Handle threads longer than the context window

Section titled “Handle threads longer than the context window”

Most threads fit a modern context window, but a months-long escalation can run past it. When the transcript exceeds your token budget, switch to map-reduce: summarize each message or small batch on its own, then summarize the summaries. A thread of 200 messages that won’t fit in one context window reduces cleanly in 2 passes this way.

The structure is a loop, not a new API. Map each chunk to a one-line summary, concatenate those lines, and run a final reduce pass over them for the headline summary. This keeps any single model call well inside the limit and costs a little more in calls but stays bounded no matter how long the thread grows. Run the map calls concurrently to keep latency flat.

Summaries are expensive to recompute and cheap to store, so write each one to your database keyed on the thread ID. Reads then hit your cache in under 50 ms instead of regenerating, which matters on an inbox view that renders dozens of summaries at once. Stamp each stored summary with the timestamp of the latest message it covered.

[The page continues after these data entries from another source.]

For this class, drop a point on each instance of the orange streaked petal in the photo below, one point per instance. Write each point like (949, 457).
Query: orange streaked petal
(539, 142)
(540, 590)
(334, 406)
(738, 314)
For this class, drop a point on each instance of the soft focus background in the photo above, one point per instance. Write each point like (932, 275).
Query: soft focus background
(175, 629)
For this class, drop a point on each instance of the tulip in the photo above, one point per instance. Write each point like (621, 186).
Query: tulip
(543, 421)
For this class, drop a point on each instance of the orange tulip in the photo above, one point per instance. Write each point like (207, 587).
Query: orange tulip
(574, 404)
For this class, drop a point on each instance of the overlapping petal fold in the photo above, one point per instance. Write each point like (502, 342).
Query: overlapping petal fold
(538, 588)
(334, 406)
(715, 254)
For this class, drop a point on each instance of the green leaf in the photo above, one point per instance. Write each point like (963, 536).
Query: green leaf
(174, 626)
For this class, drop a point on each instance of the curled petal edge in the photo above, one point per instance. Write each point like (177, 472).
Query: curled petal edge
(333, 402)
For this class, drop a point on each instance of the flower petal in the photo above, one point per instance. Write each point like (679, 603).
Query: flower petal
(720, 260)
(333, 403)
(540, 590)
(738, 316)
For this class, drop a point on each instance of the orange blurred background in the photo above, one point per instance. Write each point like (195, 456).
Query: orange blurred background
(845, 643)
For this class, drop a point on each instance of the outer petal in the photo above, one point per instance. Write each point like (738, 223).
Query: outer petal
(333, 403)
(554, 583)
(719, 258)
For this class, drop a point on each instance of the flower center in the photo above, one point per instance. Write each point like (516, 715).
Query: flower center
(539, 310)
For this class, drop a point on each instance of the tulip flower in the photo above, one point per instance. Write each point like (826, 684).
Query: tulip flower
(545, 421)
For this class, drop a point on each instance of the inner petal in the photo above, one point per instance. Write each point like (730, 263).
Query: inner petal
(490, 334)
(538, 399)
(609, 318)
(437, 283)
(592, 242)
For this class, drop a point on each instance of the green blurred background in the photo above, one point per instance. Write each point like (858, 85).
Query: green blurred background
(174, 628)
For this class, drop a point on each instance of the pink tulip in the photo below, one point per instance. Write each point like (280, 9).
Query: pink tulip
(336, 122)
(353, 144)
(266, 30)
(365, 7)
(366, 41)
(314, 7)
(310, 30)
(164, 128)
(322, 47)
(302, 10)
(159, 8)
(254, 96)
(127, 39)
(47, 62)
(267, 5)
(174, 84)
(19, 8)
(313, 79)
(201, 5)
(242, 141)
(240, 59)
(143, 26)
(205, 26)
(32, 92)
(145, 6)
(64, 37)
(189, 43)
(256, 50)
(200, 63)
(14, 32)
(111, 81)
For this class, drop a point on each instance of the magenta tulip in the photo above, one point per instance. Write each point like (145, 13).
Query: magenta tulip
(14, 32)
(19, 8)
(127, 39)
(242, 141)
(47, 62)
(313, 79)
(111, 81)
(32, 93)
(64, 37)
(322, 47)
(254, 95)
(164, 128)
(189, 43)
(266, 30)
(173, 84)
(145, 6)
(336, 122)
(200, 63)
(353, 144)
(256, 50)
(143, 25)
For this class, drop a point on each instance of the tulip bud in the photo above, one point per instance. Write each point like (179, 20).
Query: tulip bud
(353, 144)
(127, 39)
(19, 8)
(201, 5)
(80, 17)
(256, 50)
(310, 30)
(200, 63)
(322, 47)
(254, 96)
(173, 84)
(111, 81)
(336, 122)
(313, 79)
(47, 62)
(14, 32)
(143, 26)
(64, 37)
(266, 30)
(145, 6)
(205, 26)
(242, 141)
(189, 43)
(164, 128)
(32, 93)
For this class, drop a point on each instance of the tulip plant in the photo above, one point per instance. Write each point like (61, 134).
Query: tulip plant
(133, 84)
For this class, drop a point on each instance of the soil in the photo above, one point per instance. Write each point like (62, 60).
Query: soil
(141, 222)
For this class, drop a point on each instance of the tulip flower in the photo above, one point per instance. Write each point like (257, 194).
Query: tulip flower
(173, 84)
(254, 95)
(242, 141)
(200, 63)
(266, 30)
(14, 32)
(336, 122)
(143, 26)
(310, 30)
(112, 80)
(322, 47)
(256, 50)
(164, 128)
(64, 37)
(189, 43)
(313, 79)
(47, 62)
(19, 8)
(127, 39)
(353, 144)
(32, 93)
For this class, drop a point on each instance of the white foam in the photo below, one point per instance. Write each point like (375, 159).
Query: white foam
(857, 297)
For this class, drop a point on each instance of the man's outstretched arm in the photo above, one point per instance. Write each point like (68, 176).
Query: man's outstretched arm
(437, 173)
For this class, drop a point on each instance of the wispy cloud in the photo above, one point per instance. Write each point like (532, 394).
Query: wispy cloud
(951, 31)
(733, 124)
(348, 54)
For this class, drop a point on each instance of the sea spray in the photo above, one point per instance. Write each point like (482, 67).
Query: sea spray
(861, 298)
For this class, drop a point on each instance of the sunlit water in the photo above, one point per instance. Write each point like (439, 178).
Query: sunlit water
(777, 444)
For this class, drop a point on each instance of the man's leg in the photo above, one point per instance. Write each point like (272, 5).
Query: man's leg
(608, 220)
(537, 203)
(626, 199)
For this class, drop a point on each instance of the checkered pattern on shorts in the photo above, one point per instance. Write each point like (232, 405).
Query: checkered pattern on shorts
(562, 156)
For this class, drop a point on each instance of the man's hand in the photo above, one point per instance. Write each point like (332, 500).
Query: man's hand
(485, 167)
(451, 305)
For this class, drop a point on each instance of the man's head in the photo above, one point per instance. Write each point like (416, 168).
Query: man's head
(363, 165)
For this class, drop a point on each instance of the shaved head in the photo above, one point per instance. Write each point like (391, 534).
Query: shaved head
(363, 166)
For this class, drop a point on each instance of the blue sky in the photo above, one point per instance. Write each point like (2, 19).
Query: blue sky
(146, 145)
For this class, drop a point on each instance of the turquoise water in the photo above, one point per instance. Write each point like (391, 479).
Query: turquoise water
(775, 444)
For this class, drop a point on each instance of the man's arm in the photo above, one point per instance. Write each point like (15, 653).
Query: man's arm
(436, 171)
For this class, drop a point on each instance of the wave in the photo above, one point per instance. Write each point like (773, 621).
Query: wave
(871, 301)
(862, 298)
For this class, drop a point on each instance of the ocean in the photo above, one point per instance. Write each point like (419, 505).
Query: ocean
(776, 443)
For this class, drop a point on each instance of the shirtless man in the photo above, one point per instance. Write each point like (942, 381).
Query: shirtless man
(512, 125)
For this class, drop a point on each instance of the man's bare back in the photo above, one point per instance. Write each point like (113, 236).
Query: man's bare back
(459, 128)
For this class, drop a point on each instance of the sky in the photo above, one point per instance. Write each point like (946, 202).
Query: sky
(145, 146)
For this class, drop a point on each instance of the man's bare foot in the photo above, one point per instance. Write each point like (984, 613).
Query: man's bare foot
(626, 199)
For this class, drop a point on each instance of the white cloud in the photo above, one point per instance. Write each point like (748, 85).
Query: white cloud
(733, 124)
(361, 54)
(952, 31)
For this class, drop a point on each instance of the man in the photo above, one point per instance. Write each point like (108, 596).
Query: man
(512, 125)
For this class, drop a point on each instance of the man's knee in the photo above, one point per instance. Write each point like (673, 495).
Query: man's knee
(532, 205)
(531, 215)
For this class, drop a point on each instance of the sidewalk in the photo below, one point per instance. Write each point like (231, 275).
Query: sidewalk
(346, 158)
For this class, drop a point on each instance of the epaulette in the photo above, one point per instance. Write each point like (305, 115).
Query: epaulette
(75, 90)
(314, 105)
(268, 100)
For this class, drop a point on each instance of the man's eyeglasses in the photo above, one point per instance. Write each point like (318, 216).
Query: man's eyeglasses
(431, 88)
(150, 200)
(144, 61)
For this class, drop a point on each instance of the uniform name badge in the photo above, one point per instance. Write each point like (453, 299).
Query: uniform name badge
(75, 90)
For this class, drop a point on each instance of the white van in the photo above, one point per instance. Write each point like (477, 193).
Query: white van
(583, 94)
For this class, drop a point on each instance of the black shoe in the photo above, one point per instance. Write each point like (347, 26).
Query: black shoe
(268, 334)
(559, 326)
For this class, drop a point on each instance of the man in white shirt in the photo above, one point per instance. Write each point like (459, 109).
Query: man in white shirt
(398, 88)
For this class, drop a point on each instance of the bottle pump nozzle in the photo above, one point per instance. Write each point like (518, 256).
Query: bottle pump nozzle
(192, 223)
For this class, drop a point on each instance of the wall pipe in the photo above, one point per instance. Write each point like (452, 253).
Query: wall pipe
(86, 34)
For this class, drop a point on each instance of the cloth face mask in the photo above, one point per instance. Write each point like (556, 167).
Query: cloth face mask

Refresh on change rather than on a schedule. Subscribe to the message.created webhook, and when a new message lands in a thread, re-summarize only that thread. (thread.replied fires only for tracked threads you sent with tracking enabled, so message.created is the right trigger for incoming replies.) That keeps summaries current without re-running the model over a static archive every night. The webhook wiring is in Receive real-time webhooks.

Summaries inherit the model’s blind spots, so they’re a navigation aid, not a system of record. A summary compresses a thread of 30 messages into 3 sentences, so it drops detail by design. The model can drop a detail that turns out to matter, so always link the summary back to the full thread and never delete the source. For decisions with legal or financial weight, treat the summary as a pointer and have a human read the original.

Privacy is the same calculation as any inbox integration. A thread can contain contracts, personal data, and internal strategy, so decide whether full bodies may leave your infrastructure or call for a local model. The trust-boundary detail is in Connect an LLM to a user’s inbox.